Liverpool’s Sefton Park is about as great a contrast as is imaginable, especially once hundreds of hardy athletes have dug in their heels to convert the grass into a mudslide. But that is where the UK steeplechase champion will be found this afternoon, having eschewed the stimulation of Africa to contest the trials for the forthcoming European Cross Country Championships.
This, McColgan concedes, is not her natural terrain. “Because I’m not in Kenya this year, instead of me slogging through winter training for the next two months without any aim, my mum said, ‘you might as well do a few races,” she shrugs of the edict laid down by matriarch and coach, Liz Lynch.
“It will strengthen me up as well mentally and physically. There’s not much harder than a cross-country race. I’m fit and I’m healthy for the first time in 18 months. So I might as well take the opportunity.”
Injuries and illnesses have bedevilled the 24-year-old but, touching an entire forest of wood, she is taking advantage of a clear run. For the past two months, she has eschewed caution to undertake specialist hurdles drills under Loughborough’s head coach Nick Dakin, seeking small increments which could slash large chunks off her steeplechase times. “It’s something which is part of my programme to help my running technique,” she confirms. “The sprinters, like Adam Gemili, do it as well. Before, I was the only person not doing them and I’m meant to be a steeplechaser. It’s a huge thing that was lacking for me.”
With Lynch now based in Qatar, the pair have sought outside assistance, and Rob Denmark, the former internationalist who is the guiding hand behind Jessica Judd’s nascent rise, is providing day-to-day assurance. “He’s timing all my sessions and being the eyes and ears to report back to my mum.”
Having impressed in a first competitive road outing over 10-kilometres a fortnight ago, the prognosis has been positive. Merseyside will provide a further examination. Yet earning a place in the Great Britain team for Portugal might require a trip outside her previous comfort zone.

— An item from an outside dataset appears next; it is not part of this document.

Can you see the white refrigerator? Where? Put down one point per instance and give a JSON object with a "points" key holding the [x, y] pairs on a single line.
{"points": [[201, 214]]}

“I probably would go if I got in,” McColgan admits. “What would I have to lose? But my expectations are set a bit lower than the top six. The girls who are going for cross-country are at a complete different level. If we’re on the track or the road, I’d feel a bit more confidence. But there are a lot of girls in Liverpool whose goals are to go to the Europeans whereas mine are different.”